Simple and easy to execute.  We should have this already.  It would cut down on the number of horror stories every online planner and buyer has regarding networks that have abused their trust.

I don't mean to single out Advertising.com with this critique.  Just the opposite.  We've had great successes with selected clients by advertising with Ad.com.  But I don't buy this "trust us" mentality.  The trust has already been abused (not necessarily by Ad.com, but by others in the space) and advertisers can't afford to trust all non-disclosure networks with their brands.

Thanks to Accuquote's Sean Cheyney for bringing this piece to my attention.

Fighting Over The Page View

This is infuriating. All over the web, the pundits are talking about the death of the page view as a significant metric in the online advertising business.  Yet, the article I just linked is all about how site publishers and media sellers are whining about discrepancies in page view totals between their server logs and what Nielsen and ComScore pick up.  So, predictably, the IAB and the MRC are stepping in to audit the process of both firms.
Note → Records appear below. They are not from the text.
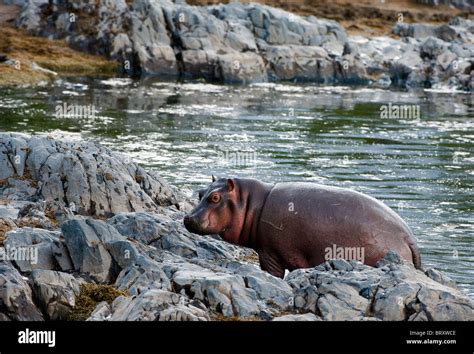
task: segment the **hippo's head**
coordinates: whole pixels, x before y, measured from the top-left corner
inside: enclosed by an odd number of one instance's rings
[[[220,178],[199,191],[199,204],[184,217],[186,229],[198,235],[219,234],[224,240],[238,243],[244,221],[239,208],[236,181]]]

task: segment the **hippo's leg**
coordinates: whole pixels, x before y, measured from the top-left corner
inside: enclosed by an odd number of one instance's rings
[[[285,268],[271,255],[266,252],[258,254],[260,268],[271,275],[283,279],[285,276]]]

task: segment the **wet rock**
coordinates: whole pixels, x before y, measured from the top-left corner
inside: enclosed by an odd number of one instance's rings
[[[0,263],[0,311],[3,319],[13,321],[42,321],[31,289],[11,264]]]
[[[226,83],[261,82],[267,77],[263,59],[254,53],[220,55],[217,71]]]
[[[51,270],[31,273],[33,292],[50,320],[65,320],[76,305],[80,283],[72,275]]]
[[[275,78],[330,82],[334,76],[332,59],[321,47],[269,46],[267,60]]]
[[[408,264],[405,260],[400,257],[396,252],[389,251],[385,256],[376,263],[377,268],[382,268],[384,266],[389,266],[393,264]]]
[[[87,6],[77,5],[78,12]],[[128,63],[130,73],[203,77],[228,83],[266,81],[268,46],[285,46],[290,51],[292,46],[309,51],[324,48],[330,55],[341,56],[347,40],[344,29],[334,21],[304,18],[259,4],[195,7],[168,0],[141,1],[133,6],[123,0],[101,3],[99,16],[94,19],[97,33],[90,35],[60,21],[67,13],[57,14],[53,21],[41,18],[41,11],[34,6],[26,6],[23,12],[19,26],[36,34],[65,38],[75,48]],[[32,14],[41,20],[36,21]],[[307,54],[294,56],[309,65],[296,66],[296,76],[312,72],[314,63]],[[278,78],[275,72],[270,75]]]

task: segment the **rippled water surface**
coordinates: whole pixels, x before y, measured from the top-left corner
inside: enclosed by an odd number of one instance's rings
[[[96,115],[56,118],[64,103]],[[389,103],[419,105],[420,117],[380,118]],[[472,297],[473,119],[473,95],[461,92],[126,79],[0,89],[0,130],[100,141],[188,193],[211,174],[368,193],[407,221],[423,264]]]

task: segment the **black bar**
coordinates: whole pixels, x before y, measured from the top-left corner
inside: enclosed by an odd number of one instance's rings
[[[19,344],[26,329],[55,331],[55,347]],[[425,332],[410,335],[412,332]],[[431,331],[432,333],[430,334]],[[443,331],[442,334],[437,333]],[[447,331],[447,332],[444,332]],[[454,333],[451,331],[455,331]],[[456,344],[407,344],[407,340]],[[3,322],[0,352],[465,352],[473,322]]]

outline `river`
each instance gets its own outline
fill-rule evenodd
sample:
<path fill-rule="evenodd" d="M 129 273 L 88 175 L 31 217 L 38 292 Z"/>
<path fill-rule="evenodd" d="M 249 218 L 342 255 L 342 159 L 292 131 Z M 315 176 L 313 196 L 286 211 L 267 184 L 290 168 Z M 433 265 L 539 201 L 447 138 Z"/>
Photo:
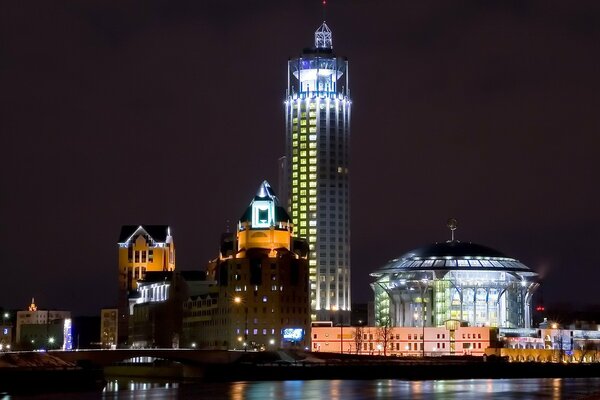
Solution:
<path fill-rule="evenodd" d="M 32 384 L 34 384 L 32 382 Z M 23 398 L 0 395 L 1 400 Z M 600 399 L 600 378 L 439 381 L 310 380 L 177 383 L 109 379 L 102 391 L 29 395 L 27 399 Z"/>

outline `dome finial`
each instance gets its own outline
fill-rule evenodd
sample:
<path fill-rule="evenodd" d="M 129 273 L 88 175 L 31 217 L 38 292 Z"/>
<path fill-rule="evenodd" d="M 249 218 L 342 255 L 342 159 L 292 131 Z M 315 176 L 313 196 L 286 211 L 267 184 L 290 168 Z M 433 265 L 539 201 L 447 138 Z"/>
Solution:
<path fill-rule="evenodd" d="M 451 232 L 451 235 L 452 235 L 451 236 L 452 239 L 450 241 L 454 242 L 454 231 L 458 227 L 458 221 L 456 220 L 456 218 L 450 218 L 448 220 L 448 222 L 446 222 L 446 226 L 450 229 L 450 232 Z"/>

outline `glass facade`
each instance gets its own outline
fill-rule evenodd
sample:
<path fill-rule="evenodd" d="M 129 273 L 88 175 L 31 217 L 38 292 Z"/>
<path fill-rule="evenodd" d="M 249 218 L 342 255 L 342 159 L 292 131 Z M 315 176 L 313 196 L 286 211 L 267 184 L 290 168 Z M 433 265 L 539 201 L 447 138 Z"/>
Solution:
<path fill-rule="evenodd" d="M 480 253 L 479 251 L 482 251 Z M 528 328 L 537 274 L 479 245 L 451 241 L 409 252 L 371 274 L 376 324 Z"/>

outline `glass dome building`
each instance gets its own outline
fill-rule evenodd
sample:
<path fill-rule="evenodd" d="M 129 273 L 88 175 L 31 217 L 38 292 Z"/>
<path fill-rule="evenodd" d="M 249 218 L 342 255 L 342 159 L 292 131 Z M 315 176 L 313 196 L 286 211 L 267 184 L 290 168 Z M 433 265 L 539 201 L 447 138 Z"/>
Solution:
<path fill-rule="evenodd" d="M 371 273 L 375 323 L 529 328 L 537 273 L 514 258 L 451 240 L 412 250 Z"/>

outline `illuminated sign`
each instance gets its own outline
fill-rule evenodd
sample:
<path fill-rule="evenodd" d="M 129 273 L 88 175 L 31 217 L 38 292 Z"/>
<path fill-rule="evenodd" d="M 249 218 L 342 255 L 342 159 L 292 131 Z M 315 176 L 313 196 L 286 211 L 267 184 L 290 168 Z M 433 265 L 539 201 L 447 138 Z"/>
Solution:
<path fill-rule="evenodd" d="M 286 328 L 283 330 L 283 340 L 290 342 L 299 342 L 304 338 L 304 329 L 301 328 Z"/>
<path fill-rule="evenodd" d="M 73 350 L 73 335 L 71 332 L 70 318 L 66 318 L 63 325 L 63 350 Z"/>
What do we hope to get out of this review process?  Do we want to bring the numbers closer together?  I'd argue that's the exact opposite of what we want.  I think it's important to have an independent third party with its own methodology measuring website traffic.  And screw the differences between page views in the server log and page views as projected from a web panel...

After all, who do you trust more?  The publisher of a website who can count every internal pop-up ad as a separate visit?  Or the independent third party with the methodology that might not be perfect, but is at least uniformly applied?
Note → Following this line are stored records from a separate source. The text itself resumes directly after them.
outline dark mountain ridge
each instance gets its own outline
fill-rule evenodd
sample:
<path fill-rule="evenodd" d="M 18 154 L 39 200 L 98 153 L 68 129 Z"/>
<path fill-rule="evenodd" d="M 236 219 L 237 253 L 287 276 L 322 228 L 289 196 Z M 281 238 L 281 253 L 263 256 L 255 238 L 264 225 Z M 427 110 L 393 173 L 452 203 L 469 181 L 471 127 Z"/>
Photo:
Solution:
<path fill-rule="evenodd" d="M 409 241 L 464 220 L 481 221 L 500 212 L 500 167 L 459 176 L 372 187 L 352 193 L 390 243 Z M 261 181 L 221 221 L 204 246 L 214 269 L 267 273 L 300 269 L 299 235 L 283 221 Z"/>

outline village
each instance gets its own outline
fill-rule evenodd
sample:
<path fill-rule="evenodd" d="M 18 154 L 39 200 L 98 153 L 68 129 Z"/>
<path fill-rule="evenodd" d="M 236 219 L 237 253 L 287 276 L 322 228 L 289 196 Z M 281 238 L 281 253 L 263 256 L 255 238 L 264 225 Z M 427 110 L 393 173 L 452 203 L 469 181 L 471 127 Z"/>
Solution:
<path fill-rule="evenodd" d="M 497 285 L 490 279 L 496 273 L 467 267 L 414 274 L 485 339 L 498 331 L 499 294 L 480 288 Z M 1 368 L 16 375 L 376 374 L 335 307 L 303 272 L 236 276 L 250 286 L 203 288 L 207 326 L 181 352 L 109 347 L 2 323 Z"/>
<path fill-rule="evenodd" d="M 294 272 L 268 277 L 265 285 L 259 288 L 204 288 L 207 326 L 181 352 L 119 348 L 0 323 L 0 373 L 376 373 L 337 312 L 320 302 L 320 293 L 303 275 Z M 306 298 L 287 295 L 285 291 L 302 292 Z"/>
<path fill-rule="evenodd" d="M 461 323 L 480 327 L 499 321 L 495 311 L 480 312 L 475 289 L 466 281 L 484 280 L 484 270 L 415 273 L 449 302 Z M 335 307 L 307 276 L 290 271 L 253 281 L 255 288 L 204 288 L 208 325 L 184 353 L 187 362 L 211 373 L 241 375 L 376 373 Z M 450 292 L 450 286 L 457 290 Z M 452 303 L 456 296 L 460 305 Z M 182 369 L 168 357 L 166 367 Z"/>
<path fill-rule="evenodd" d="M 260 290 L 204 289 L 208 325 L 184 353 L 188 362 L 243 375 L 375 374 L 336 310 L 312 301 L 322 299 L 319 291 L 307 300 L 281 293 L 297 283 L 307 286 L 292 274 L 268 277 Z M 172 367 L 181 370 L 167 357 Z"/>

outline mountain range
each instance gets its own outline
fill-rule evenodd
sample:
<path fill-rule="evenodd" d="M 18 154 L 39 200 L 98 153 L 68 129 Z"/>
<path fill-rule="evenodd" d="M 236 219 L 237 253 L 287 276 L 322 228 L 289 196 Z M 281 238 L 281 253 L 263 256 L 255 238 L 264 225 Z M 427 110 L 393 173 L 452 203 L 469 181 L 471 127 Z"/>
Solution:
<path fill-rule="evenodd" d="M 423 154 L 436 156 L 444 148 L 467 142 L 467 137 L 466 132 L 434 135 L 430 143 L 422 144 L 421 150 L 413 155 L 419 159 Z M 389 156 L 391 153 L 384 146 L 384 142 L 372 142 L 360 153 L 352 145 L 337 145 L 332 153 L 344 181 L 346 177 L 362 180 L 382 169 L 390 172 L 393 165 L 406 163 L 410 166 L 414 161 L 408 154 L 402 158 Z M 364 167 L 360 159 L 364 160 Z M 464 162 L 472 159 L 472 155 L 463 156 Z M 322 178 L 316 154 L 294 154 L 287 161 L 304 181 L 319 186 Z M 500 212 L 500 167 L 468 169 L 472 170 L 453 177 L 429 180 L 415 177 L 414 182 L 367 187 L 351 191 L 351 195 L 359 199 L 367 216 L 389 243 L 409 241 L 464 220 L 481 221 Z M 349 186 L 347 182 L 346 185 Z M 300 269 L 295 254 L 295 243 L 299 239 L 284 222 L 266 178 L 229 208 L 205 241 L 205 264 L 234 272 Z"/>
Panel measurement may never be as accurate a measure of page views or unique visitors as server logs CAN be.  But we can't trust unaudited server logs, either.  If we do, we end up with publishers who try to game the system.

I think we need some independence from publisher pressure for ComScore and Nielsen. And we need to stop trying to get them to consensus.  They're two companies with differing methodologies.  We don't need to make them look like one another.  Let the market decide.